A majestic crown of thorns or a leaky concrete wigwam, depending on whom you ask, Frederick Gibberd's bold design (completed 1967) successfully translated Christian architectural language into a modern idiom. The trusses of the circular structure evoke gothic flying buttresses, while the circular nave radiates congregational intimacy. Internal highlights include the lantern, with stained glass by John Piper and Patrick Reyntiens, and the cavernous crypt of Edwardian architect Sir Edwin Lutyens' previous, unfinished cathedral design – a taste of what might have been.
A fine illustration of form following function designed and built between 1959 and 1963. You can almost read the separate components from the outside, particularly the jutting lecture halls. But rather than slavishly following modernist tenets, with this building James Stirling and James Gowan led the movement away from its purist roots, into something more eclectic and mindful of the past. The crystalline roofscape of the laboratory block, for example, evokes the warehouses of industrial Britain, while the articulated structure draws on the gothic as much as Le Corbusier.

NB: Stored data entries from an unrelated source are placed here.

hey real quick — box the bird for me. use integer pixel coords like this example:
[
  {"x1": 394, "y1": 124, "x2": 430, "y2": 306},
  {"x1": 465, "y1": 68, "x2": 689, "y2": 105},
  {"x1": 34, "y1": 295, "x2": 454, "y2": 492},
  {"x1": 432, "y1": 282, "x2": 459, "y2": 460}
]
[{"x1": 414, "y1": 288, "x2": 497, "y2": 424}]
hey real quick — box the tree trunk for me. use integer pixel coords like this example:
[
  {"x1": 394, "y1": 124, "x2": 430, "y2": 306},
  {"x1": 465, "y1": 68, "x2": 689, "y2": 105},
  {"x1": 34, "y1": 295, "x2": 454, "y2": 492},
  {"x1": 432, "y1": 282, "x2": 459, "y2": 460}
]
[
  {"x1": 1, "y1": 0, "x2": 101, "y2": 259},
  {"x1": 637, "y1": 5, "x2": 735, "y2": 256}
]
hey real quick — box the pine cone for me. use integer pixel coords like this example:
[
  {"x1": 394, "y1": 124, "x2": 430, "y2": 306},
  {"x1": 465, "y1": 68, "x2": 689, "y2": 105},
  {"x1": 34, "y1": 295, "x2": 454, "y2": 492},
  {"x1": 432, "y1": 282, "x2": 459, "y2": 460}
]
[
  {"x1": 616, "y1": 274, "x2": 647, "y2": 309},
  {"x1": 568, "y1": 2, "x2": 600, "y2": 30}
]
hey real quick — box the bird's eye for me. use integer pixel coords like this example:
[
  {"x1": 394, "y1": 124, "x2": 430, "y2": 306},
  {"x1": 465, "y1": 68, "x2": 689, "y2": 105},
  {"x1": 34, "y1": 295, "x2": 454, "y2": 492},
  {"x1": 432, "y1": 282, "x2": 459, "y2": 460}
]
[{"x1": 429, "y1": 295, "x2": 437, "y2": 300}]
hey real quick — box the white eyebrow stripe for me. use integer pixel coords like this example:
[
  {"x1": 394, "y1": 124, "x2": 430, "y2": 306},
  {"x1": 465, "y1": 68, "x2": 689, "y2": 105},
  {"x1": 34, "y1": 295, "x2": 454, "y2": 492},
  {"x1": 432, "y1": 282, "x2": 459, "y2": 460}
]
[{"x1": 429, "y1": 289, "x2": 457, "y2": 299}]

The Barbican's soaring, sprawling scale speaks of irrepressible utopian ambition. Its designers were young architects Chamberlin, Powell and Bon, who won the competition in 1955 to redevelop a badly bombed area of London – although they would be old or even dead by the time it was finished in 1982. The brutalist treatment has been much maligned, but the concrete is actually of exceptional quality, and the apartments are designed to 140 different floor plans. And despite the maze-like complexity, the scheme was ahead of its time in the creation of a safe, quiet, car-free, pedestrian-friendly mini-town; an urban fortress enclosing oases of culture and calm.
This estate reflects the layout of Le Corbusier's (unbuilt) Ville Radieuse (Radiant City), with its rational layout of giant apartment blocks in wide-open parkland completed in 1959. The ocean liner-like, 11-storey, concrete slab blocks, raised on their slender piloti, were directly inspired by Le Corbusier's Unité d'Habitation in Marseilles, which the London county council architects had recently visited. But there is a mix of housing options here, from 12-storey towers down to single-storey retirement dwellings. Alton East, modelled on Scandinavian public housing, highlights the ideological split in Britain's postwar housing design.
Berthold Lubetkin said he designed London Zoo's most famous structure as a stage set, albeit one better for showing off the properties of concrete than the natural behaviour of penguins (they were moved to a different enclosure in 2003). It's perhaps better viewed as an abstract sculpture. Its dazzling white curves, long openings and slender piloti distil the Corbusian zeitgeist into a delightful folly, and the intertwining spiral catwalks are a brilliant structural conceit – an aviation-inspired double swoop that soars in ways a penguin cannot.